The periods of blood and urine collection were labeled as times, with T0 before animals received the diet, followed by subsequent times T1 (30 days after T0), T2 (60 days after T0), T3 (90 days after T0), T4 (120 days after T0), T5 (150 days after T0) and T6 (6 months after T0). After a 12 h fasting period, blood samples were obtained from all dogs for a complete blood count (CBC) and serum biochemistry [urea, SCr, albumin, total protein, globulins, glucose, triglycerides, cholesterol, ALP, ALT, sodium, potassium, i-Ca, t-Ca, and phosphorus]. For analysis of PTH, FGF-23, cytokines and TAC, blood samples were collected and immediately placed on ice and centrifuged at 4 °C later. Serum aliquots of 1 mL were stored at −80 °C. Urine samples were obtained by cystocentesis for urinalysis (urine dipstick analysis), USG (by refractometry method), urine culture and sediment microscopic examination. Blood pH and bicarbonate measurements were performed using a blood gas analyzer (Appendix A—b); blood was collected in syringes coated with lithium heparin (Blood Gas Monovette, Sarstedt, Nümbrecht, Germany) (Appendix A—b).

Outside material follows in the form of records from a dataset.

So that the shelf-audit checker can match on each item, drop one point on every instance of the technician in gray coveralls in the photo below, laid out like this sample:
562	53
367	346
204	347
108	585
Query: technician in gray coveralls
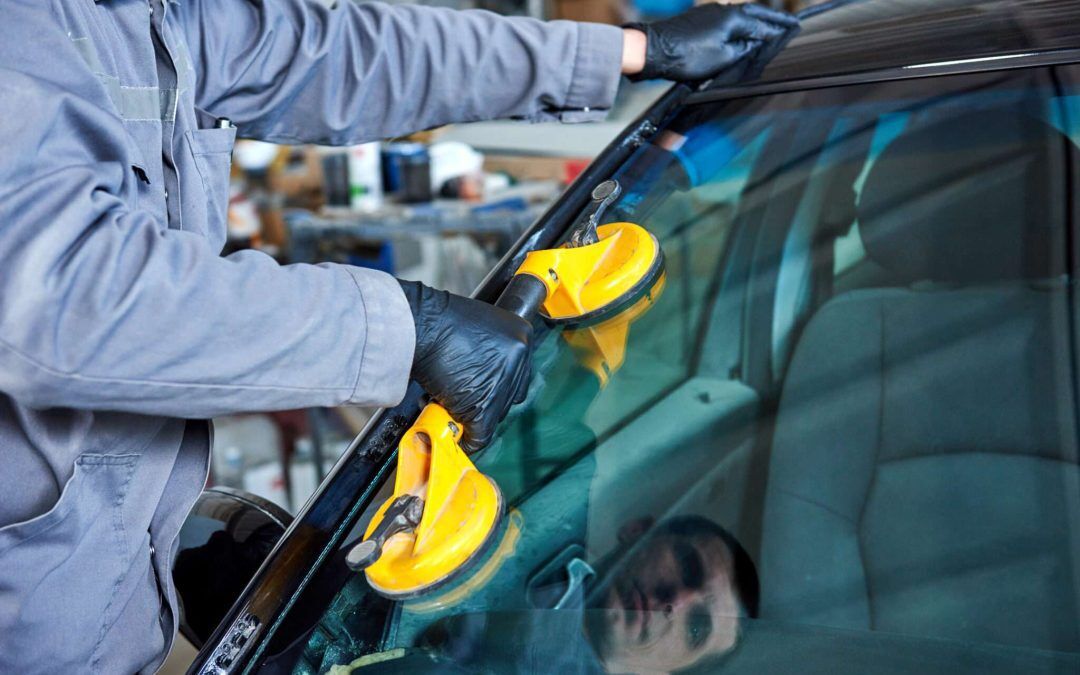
121	327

5.5. Additional Laboratory Evaluations

For PTH, serum samples stored at −80 °C were shipped to a reference laboratory (Appendix A—c), and the concentration was determined by radioimmunoassay. Samples used to assess TNF-α, IL-6 and IL-10 cytokines were sent to a commercial laboratory (Appendix A—d) and quantified by a cytokine panel (Appendix A—e) validated for dogs; TAC samples were sent to a commercial laboratory and measured using a commercial kit (Appendix A—f). TAC was measured by quantitative colorimetric assay. In this method, Cu2+ is reduced to Cu+, and the resulting Cu+ forms colorful complexes. The color intensity at 570 nm is proportional to the amount of TAC in the sample, and the antioxidant concentrations were expressed in μm Trolox equivalents. FGF-23 was analyzed with a human-specific FGF-23 ELISA (Appendix A—g) validated for dogs [26] according to the manufacturer’s protocol, including dilution with the zero standard supplied in the assay kit.

5.6. Statistical Analysis

Statistical analyses were performed using statistical software—Statistical Analysis System (SAS) (Appendix A—h) (Statistical Analysis System 8.2, SAS Institute Inc., Cary, NC, USA). Data were assessed for normality by the Shapiro–Wilk test and tested for homogeneity by the F test. The results were arranged in 2 groups: CKD T0 (CKD dogs at baseline) and CKD T6 (CKD dogs after 6 months). The data were analyzed by a paired T-test (CKD T0 vs. CKD T6). If, after transformations, the results still had not reached normality and/or homogeneity, the data were analyzed by nonparametric statistics (SAS PROC NPAR1WAY) by the Wilcoxon test, corresponding to a paired T-test. The correlations between variables were analyzed by nonparametric statistics (Spearman correlation). Significance was set at p ≤ 0.05. Although some variables were assessed throughout the study (every 30 days), the values at T0 and T6 were used for the statistical analyses. The data are expressed as the mean ± SD.